Déjà notre rapport annuel 2010 qui est largement consacré à la crise postélectorale et qui fait l’état des droits de l’Homme dans notre pays pendant cette période dresse cet état des lieux. Nous finissons ce rapport, par des propos d’espoir et d’optimisme pour l’avenir. Ayant commencé très douloureusement 2011, nous espérons que cette année s’achèvera par une éclaircie pour les droits de l’Homme. Parce que les élections présidentielles nous ont véritablement traumatisées avec cette flambée de violence que nous n’avons jamais imaginée. Je peux dire qu’en cette fin d’année 2011, nous sommes dans une relative paix avec beaucoup d’espoir pour les droits de l’Homme et pour notre pays.
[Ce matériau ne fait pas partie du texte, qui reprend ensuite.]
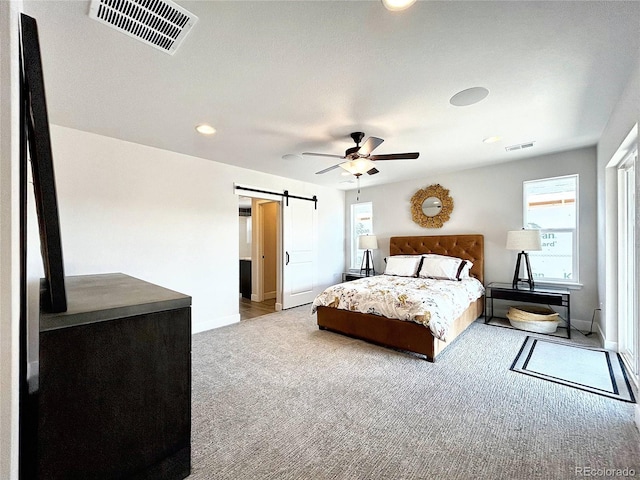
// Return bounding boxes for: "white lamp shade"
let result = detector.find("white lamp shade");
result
[358,235,378,250]
[507,229,542,252]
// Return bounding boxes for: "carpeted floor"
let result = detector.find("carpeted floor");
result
[189,306,640,480]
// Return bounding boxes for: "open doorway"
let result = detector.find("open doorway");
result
[238,196,280,321]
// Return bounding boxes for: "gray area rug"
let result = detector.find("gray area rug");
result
[511,337,640,404]
[189,306,640,480]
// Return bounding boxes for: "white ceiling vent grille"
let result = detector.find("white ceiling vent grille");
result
[89,0,198,55]
[504,142,534,152]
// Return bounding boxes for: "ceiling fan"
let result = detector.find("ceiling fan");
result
[302,132,420,177]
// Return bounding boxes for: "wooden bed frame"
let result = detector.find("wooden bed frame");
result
[317,235,484,362]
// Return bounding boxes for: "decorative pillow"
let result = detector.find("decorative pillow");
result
[384,255,422,277]
[418,254,473,280]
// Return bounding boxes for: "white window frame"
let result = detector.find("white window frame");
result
[349,202,373,271]
[522,173,580,285]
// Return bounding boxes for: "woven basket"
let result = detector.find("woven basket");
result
[507,305,560,333]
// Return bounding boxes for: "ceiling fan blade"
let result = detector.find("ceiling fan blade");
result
[302,152,346,158]
[358,137,384,156]
[369,152,420,160]
[316,163,340,175]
Avec les atrocités commises, est-il juste de dire que 2011 a été une année noire pour la Côte d’Ivoire en matière de droits de l’Homme?
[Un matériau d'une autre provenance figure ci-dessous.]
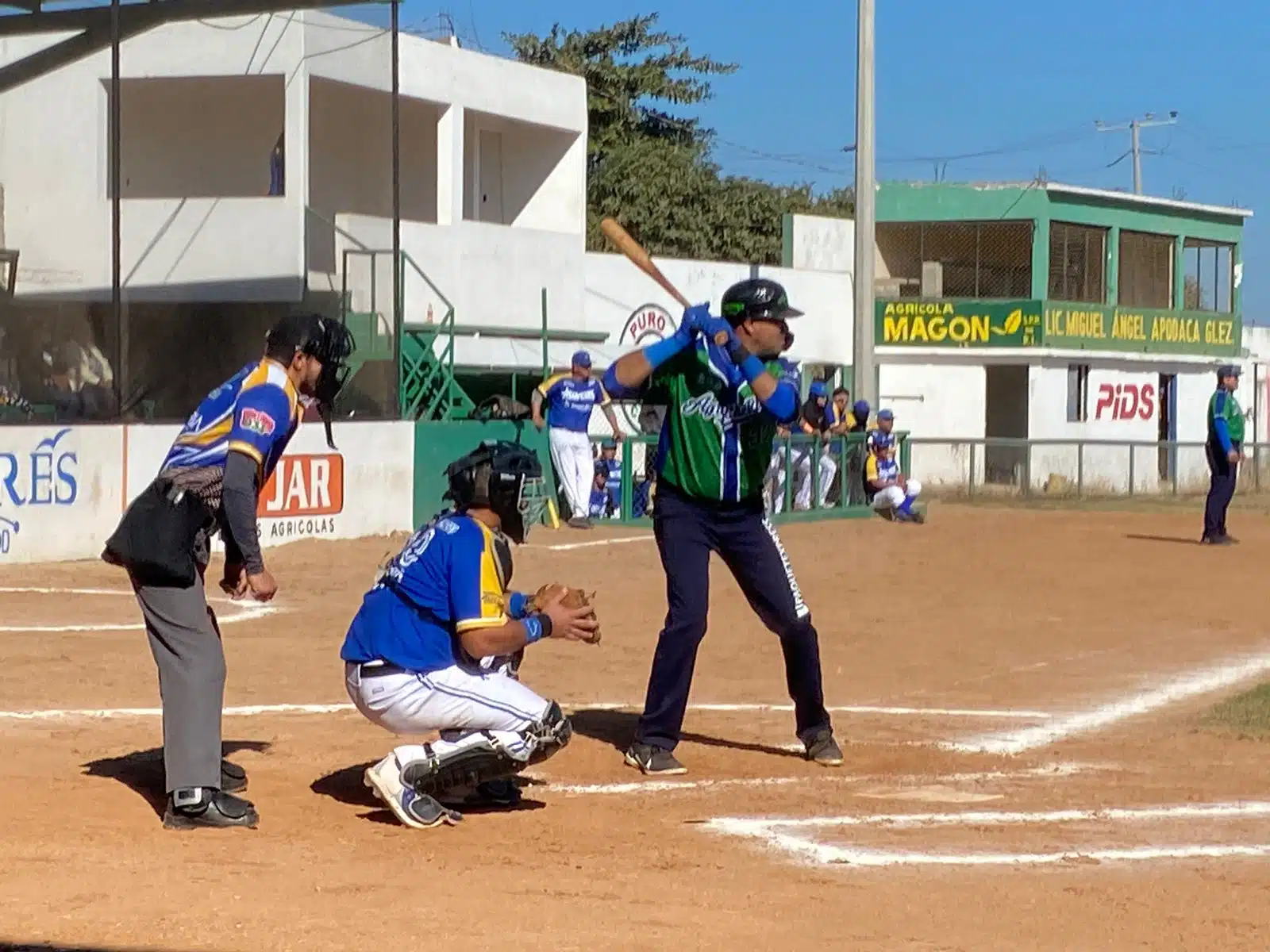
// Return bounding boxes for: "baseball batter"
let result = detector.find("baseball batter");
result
[103,315,353,829]
[605,278,842,774]
[341,440,598,829]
Je ne crois pas qu’on puisse le dire de cette manière parce que dans toute situation, il y a toujours des côtés d’éclaircie. C’est vrai que les droits de l’Homme ont été éprouvés fortement. Mais la conception que j’ai de la vie, les évènements m’emmènent à garder toujours une lueur d’espoir. Aussi, je ne peux pas qualifier 2011 d’année noire. D’autant plus que le point culminant de la crise a pris fin en avril et mai au plus tard. Et depuis le mois de mai, le pays se remet progressivement au travail, se remet de ses douleurs, essaie progressivement de panser ses plaies. Déjà que nous n’étions pas à la mi-2011, nous commencions à sortir de la crise. Pour moi, c’est une année qui a commencé douloureusement mais qui s’achève dans la paix même si ce n’est pas encore une paix retrouvée à 100%. Et cela se justifie par la mise en place d’un gouvernement, par les grands chantiers en cours que chacun peut observer à travers le pays, les enfants qui vont à l’école, l’organisation des législatives. Les efforts faits par le gouvernement dans le domaine de la santé, dans le domaine économique sont là !
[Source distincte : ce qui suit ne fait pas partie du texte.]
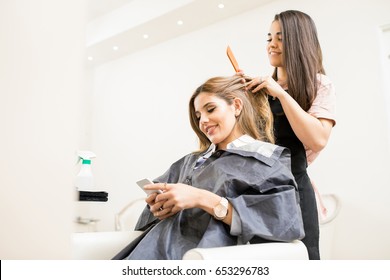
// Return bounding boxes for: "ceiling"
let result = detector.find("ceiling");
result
[86,0,272,66]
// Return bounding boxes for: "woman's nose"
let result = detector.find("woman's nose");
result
[199,116,209,124]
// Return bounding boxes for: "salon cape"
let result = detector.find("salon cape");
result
[122,135,304,260]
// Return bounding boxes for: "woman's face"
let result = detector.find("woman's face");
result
[194,92,242,149]
[267,20,283,67]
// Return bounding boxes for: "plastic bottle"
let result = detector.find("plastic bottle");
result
[75,151,96,191]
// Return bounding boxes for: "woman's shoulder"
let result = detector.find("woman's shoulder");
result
[317,74,333,87]
[228,138,289,165]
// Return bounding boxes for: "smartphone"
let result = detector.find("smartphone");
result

Le volet judiciaire aussi…

Oui, le volet judiciaire au plan national et au plan international. Mais, je voudrais préciser que les institutions nationales des droits de l’Homme n’interfèrent pas dans les procédures judiciaires. Donc nous n’avons pas de commentaire particulier à faire quant à telle ou telle procédure judicaire. Nous, notre souhait en tant que défenseur des droits de l’Homme, c’est que l’impunité cesse. Tout à l’heure, quand on parlait des raisons de la persistance des violations des droits de l’Homme, j’avais omis l’impunité. Notre souhait en tant que défenseur des droits de l’Homme, c’est que l’appareil judiciaire soit renforcé et que tous les contrevenants aux droits de l’Homme, tous les auteurs des violations des droits de l’Homme et d’une manière générale de toute infraction, soient poursuivis, jugés et condamnés si l’infraction est établie. Nous sommes pour une justice équitable. C’est vrai qu’ici et là, nous avons entendu parler de justice des vainqueurs, nous ne portons de jugement de valeur sur les procédures judiciaires mais notre souhait c’est qu’effectivement tous les auteurs des violences postélectorales quel que soit leur bord politique soient identifiés, poursuivis, jugés et éventuellement condamnés si leur culpabilité est reconnue par la justice. Notre plaidoyer, c’est pour une justice efficace qui a les moyens de son action. Nous plaidons pour la commission nationale des droits de l’Homme mais nous plaidons également pour l’appareil judiciaire pour que d’une manière générale, la justice soit à la portée de toute la population. Aujourd’hui, la justice est chère pour le citoyen lambda. Une assignation a un coût qui avoisine le SMIG, c’est tout dire. Donc, notre plaidoyer, c’est que les autorités gouvernementales se penchent sur cet aspect de la justice pour la rendre accessible à tous les citoyens, à toutes les victimes et qui ne soient pas uniquement pour les violences postélectorales. Dieu merci, nous sortirons des violences postélectorales mais au quotidien des infractions auront lieu tous les jours, l’insécurité devient le lot quotidien de la population, cela veut dire que la sécurité n’est pas encore totalement revenue dans le pays. C’est un souci pour le Président de la République qui a dit, dans son adresse au corps diplomatique, que toutes les forces soient bien encadrées et que chacun fasse son travail.